First, a metadata payload must be prepared. The payload must conform to an analysis_type registered as a schema. For help with creating or updating schemas please see the Dynamic Schemas documentation.

Step 2. Upload the metadata payload file

Once you have formatted the payload correctly, use the song-client submit command to upload the payload.

bash
docker exec song-client sh -c "sing submit -f /output/example-payload.json"

If your payload is not formatted correctly, you will receive an error message detailing what is wrong. Please fix any errors and resubmit. If your payload is formatted correctly, you will get an analysisId in response:

json
{
"analysisId": "a4142a01-1274-45b4-942a-01127465b422",
"status": "OK"
}

At this point, since the payload data has successfully been submitted and accepted by Song, it is now referred to as an analysis. By default, all newly created analyses are set to an UNPUBLISHED state.

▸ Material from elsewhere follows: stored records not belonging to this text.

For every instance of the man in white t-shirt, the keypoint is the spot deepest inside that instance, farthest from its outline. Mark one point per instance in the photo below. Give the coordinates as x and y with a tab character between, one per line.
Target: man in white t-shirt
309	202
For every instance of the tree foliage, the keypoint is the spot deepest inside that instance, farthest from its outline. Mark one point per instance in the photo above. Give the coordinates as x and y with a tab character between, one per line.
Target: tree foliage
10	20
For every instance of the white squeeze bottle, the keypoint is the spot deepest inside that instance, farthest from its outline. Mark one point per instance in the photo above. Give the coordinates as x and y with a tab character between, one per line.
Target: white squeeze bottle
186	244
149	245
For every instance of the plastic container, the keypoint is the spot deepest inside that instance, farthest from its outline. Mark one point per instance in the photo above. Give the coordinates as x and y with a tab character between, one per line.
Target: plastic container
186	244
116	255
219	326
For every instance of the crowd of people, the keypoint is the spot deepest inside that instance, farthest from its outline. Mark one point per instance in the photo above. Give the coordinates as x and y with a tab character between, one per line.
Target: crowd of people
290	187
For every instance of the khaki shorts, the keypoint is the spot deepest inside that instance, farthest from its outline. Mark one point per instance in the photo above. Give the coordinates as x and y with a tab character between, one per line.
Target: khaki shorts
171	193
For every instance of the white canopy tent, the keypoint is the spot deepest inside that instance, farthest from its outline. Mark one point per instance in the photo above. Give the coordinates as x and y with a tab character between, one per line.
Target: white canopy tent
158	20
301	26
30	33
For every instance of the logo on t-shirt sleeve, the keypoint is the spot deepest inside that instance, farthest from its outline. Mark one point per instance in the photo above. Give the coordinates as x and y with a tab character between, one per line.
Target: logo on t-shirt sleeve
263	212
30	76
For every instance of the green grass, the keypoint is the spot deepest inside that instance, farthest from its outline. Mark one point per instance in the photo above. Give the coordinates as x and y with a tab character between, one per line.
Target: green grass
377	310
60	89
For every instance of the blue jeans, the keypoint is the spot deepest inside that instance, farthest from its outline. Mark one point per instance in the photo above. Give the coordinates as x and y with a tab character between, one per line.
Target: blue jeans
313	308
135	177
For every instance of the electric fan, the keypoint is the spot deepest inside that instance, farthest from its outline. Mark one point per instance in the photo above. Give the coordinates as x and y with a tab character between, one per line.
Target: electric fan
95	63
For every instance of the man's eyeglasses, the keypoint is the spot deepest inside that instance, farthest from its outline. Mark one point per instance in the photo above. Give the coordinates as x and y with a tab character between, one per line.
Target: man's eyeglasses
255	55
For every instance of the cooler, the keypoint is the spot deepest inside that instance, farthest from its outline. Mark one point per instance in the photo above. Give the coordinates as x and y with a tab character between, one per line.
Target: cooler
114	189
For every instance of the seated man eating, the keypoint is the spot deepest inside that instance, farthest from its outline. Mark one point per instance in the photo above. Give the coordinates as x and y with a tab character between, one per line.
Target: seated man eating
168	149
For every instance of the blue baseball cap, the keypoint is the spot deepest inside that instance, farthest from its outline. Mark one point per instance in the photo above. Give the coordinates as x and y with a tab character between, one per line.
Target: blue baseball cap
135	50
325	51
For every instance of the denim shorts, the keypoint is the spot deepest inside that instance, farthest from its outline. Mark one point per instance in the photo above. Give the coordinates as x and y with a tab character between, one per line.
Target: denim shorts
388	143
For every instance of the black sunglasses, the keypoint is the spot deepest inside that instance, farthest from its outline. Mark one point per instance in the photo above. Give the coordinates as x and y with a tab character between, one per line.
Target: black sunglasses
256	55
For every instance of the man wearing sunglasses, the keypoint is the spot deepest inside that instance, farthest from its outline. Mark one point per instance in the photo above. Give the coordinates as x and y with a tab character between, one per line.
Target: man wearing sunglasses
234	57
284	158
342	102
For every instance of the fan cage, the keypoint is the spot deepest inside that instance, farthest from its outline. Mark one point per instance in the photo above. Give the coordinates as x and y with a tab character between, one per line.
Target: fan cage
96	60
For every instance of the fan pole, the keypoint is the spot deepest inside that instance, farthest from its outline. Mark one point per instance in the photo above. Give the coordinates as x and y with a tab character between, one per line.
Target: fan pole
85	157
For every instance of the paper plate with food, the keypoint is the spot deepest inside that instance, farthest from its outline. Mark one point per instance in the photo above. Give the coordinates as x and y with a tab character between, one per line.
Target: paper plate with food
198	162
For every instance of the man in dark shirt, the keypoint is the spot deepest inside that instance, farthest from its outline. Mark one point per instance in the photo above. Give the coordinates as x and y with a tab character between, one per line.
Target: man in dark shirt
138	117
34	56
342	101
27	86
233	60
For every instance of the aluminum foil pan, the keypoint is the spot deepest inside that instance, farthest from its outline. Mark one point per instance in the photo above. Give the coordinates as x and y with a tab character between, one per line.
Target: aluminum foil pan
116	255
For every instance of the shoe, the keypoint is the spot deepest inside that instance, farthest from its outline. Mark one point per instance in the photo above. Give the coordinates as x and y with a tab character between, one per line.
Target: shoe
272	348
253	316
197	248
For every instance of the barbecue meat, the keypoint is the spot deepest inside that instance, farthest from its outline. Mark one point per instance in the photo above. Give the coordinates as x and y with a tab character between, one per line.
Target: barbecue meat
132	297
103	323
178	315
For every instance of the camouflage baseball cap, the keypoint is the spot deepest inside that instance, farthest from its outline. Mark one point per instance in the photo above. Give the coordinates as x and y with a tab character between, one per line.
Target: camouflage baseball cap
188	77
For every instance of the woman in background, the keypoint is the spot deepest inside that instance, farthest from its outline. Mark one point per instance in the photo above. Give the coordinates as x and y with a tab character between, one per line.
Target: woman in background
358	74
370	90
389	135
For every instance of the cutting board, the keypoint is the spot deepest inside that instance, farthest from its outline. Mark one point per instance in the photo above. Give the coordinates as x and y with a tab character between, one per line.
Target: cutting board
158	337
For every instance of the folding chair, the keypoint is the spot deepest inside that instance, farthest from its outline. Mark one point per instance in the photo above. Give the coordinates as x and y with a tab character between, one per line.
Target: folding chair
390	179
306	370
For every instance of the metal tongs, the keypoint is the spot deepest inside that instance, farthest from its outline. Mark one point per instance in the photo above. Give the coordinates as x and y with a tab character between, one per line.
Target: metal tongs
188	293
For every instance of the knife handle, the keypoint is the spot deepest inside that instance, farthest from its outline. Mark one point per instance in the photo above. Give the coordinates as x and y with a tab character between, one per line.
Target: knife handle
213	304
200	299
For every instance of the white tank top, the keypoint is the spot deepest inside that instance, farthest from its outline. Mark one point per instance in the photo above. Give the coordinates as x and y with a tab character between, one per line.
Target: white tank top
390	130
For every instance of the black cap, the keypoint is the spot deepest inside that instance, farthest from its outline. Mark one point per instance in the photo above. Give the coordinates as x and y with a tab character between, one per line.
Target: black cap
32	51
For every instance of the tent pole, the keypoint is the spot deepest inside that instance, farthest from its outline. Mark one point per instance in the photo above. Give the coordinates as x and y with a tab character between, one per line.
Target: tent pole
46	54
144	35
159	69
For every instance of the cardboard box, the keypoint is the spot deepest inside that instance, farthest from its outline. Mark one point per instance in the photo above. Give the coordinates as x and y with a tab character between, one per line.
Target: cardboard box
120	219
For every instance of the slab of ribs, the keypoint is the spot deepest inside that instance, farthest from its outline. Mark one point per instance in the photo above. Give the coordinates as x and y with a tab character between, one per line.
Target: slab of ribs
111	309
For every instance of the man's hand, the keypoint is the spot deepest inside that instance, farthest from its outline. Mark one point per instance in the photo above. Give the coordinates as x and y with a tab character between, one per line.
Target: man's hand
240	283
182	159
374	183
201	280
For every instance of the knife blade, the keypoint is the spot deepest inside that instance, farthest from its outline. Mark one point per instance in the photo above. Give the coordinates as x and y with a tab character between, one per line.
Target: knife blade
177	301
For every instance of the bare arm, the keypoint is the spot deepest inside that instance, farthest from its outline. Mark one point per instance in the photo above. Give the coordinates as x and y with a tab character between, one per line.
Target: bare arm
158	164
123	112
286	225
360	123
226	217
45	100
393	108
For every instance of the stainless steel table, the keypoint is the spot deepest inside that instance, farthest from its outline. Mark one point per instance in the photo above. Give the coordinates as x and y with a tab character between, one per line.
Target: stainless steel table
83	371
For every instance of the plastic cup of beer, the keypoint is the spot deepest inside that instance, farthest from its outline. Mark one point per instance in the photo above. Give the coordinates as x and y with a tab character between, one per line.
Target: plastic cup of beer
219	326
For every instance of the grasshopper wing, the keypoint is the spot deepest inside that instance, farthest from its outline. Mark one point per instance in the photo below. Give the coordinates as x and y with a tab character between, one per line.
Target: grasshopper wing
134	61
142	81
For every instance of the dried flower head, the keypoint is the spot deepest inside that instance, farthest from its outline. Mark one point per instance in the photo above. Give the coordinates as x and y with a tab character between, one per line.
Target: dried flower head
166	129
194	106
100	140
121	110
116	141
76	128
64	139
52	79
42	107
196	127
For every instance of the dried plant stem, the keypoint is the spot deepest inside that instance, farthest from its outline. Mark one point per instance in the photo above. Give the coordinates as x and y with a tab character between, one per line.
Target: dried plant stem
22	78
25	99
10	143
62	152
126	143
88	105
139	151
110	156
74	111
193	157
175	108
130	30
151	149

For more information on analysis states (published, unpublished and suppressed) see our page on analysis management

Step 3. Generate a manifest file

Use the returned analysis_id to generate a manifest for file upload. This manifest will used by the score-client in the next step.

The manifest establishes a link between the analysis-id that has been submitted and the data file on your local systems that is being uploaded.

Using the song-client manifest command, define

  • The analysis id using the -a parameter
  • The location of your input files with the -d parameter
  • The output file path for the manifest file with the -f parameter. Note: this is a file path not a directory path

Here is an example of a manifest command:

bash
docker exec song-client sh -c "sing manifest -a a4142a01-1274-45b4-942a-01127465b422 -f /some/output/dir/manifest.txt -d /submitting/file/directory"

Here is the expected response:

bash
Wrote manifest file 'manifest.txt' for analysisId 'a4142a01-1274-45b4-942a-01127465b422'

The manifest.txt file will be written out to a defined output file path. If the output directory does not exist, it will be automatically created.

Step 4. Upload your data files to cloud storage

Upload all the files associated with the analysis using the score-client upload command:

bash
docker exec score-client sh -c "score-client upload --manifest manifest.txt"

Once the file(s) successfully upload, you will receive an Upload completed message.

Troubleshooting Upload

  • If you receive a connection or internal server error message, have your admin check that Song and Score are configured to talk to each other correctly.

Sometimes, if an upload is stuck, you can reinitiate the upload using the --force command.

bash
docker exec score-client sh -c "score-client upload --manifest manifest.txt --force "

For more information on Score, please see the Score documentation page.

Step 5. Publish the analysis

The final step to submitting molecular data is to set the state of an analysis to PUBLISHED. A published analysis signals to the data administrators that this data is ready to be processed by downstream services.

bash
docker exec song-client sh -c "sing publish -a a4142a01-1274-45b4-942a-01127465b422"

Here is the expected response:

bash
AnalysisId a4142a01-1274-45b4-942a-01127465b422 successfully published

A published analysis will now be searchable in Song. In the next section, we will outline how to search for data in Song.

Integration Tips

Song is a relational database designed for secure and consistent storage of data. For an optimal data query experience, use Song with a search platform. The Overture components Maestro and Arranger can be used to index and view data from Song from an intuitive search portal linked to a graphQL API.